Tuesday, September 27, 2011


Pleasure We’ve got to have it. What is pleasurable to you may not be of any use to someone else. It can be as simple as a sunset or as decant as a dessert. Or, as extravagant as a weekend in Paris. We all have our own little pleasures. Pleasure is an instantaneous feeling of something good.
Professor Gregory Burns, a neuro-economist at Emory University notes that some pleasures are no less a matter of survival. When you ask a teenager what gives them pleasure they usually say sleep. Basic needs, food sleep and sex.
Yale Psychologist Paul Bloom says why we enjoy what we enjoy is very complicated. He wrote a book called How Pleasure Works. Pleasure is as much about our brain as our experiences. Cost of something is engraved in our brains as being better. He did a test. He gave people a wine tasting test. The wine he told them was very expensive was the wine most thought was the better wine. In reality, the both bottles were average priced wines. The parts of the brain associated with pleasure and reward are stimulated.
Expensive works only on humans. Your dog doesn’t care if it is spring water from a bottle or water from the faucet, humans want the filtered spring water. People get pleasure from spending lots of money on non-essential things like stuff at auctions. For example, was Michael Jackson’s jacket worth $1,800,000 dollars? Or President Kennedy’s tape measure sold for $48,875 or Eric Clapton’s guitar sold for $959,500?
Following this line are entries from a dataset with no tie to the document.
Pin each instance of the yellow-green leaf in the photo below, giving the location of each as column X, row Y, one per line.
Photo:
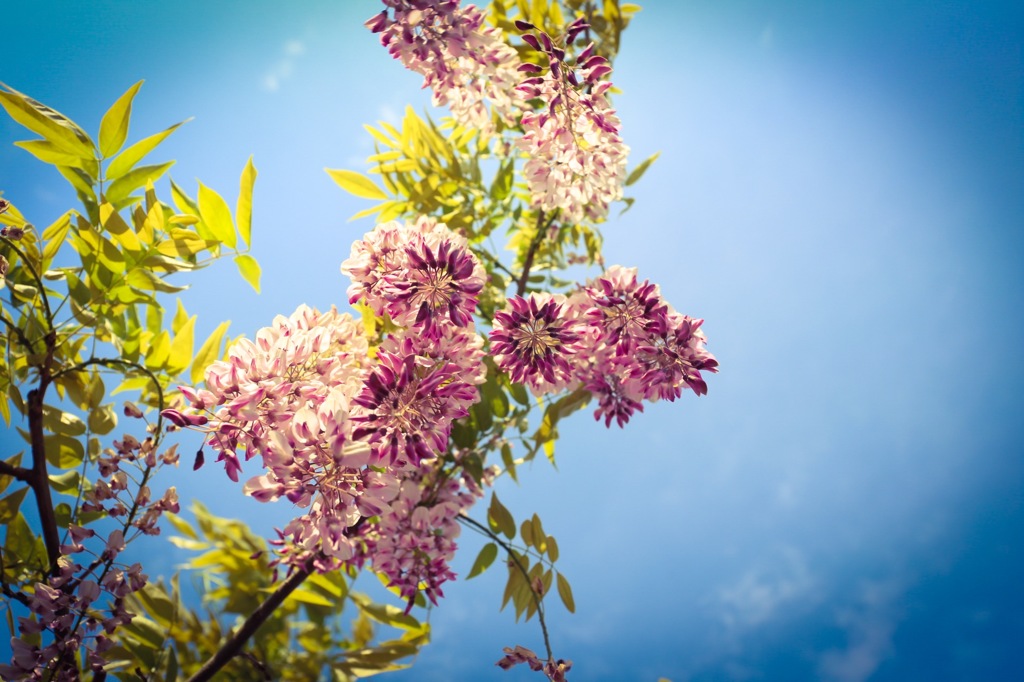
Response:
column 565, row 592
column 114, row 126
column 500, row 518
column 181, row 347
column 54, row 237
column 50, row 124
column 483, row 560
column 216, row 215
column 127, row 159
column 249, row 269
column 132, row 180
column 49, row 153
column 208, row 352
column 116, row 225
column 102, row 420
column 244, row 210
column 355, row 183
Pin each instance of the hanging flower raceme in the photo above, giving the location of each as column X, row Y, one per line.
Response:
column 407, row 409
column 535, row 341
column 415, row 540
column 576, row 159
column 615, row 337
column 286, row 397
column 421, row 274
column 465, row 64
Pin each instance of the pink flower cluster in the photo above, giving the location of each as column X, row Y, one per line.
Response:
column 115, row 494
column 465, row 64
column 553, row 670
column 576, row 159
column 353, row 434
column 615, row 337
column 421, row 274
column 68, row 612
column 413, row 544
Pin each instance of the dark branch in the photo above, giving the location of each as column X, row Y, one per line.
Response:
column 522, row 569
column 527, row 263
column 232, row 646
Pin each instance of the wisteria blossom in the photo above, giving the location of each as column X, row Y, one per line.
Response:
column 535, row 341
column 77, row 607
column 415, row 541
column 406, row 409
column 286, row 397
column 576, row 160
column 614, row 337
column 421, row 274
column 465, row 64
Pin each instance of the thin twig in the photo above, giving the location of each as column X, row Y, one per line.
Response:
column 522, row 569
column 232, row 646
column 527, row 263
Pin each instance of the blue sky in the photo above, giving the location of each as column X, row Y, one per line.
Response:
column 839, row 195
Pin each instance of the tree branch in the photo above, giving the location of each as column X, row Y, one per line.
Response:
column 522, row 569
column 20, row 473
column 527, row 263
column 232, row 646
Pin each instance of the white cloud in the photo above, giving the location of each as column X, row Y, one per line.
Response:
column 283, row 69
column 869, row 629
column 758, row 596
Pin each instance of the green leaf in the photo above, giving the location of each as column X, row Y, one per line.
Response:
column 54, row 237
column 637, row 172
column 49, row 153
column 114, row 127
column 127, row 159
column 249, row 269
column 10, row 504
column 565, row 592
column 64, row 452
column 526, row 533
column 42, row 120
column 356, row 183
column 68, row 482
column 499, row 517
column 58, row 421
column 483, row 560
column 216, row 215
column 309, row 597
column 116, row 225
column 102, row 420
column 129, row 182
column 208, row 352
column 181, row 347
column 552, row 549
column 244, row 209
At auction, when someone’s famous garments were washed, they lost value. It is like you washed the famous out of the garment. Sometimes it can be as simple as going to a good cupcake shop that gives immediate pleasure. Isn’t that why we give a crying child sweets or ice cream as soon as we can?
Then there is benign masochism. That is why billions of people world wide eat hot chili peppers. We know it will pain our mouth and even make our eyes water, but, we eat them anyway. The same reason we watch horror movies that terrorize us. Why we like sad songs that make us get emotional. Your mind is saying I will master this nasty and then I will feel pleasured. Same with roller coasters, I will master the thrill of near death and then I will feel better having conquered near death experiences.
So, after the near death thrill of bungee jumping or anything you can think of doing on a dare devil level, why must we do it again? Experiments have been proven that surprises are pleasurable. When people say, “the first time is always the best” it is because it is the best. You surprised your senses. What is truly great about life is that there is always something new. Something to look forward to and hopefully to enjoy no matter how weird, exciting or just tasty.
Don’t forget the pursuit of finding someone that finds your pleasures pleasurable too. You can experience the “first time” pleasure together if you are lucky.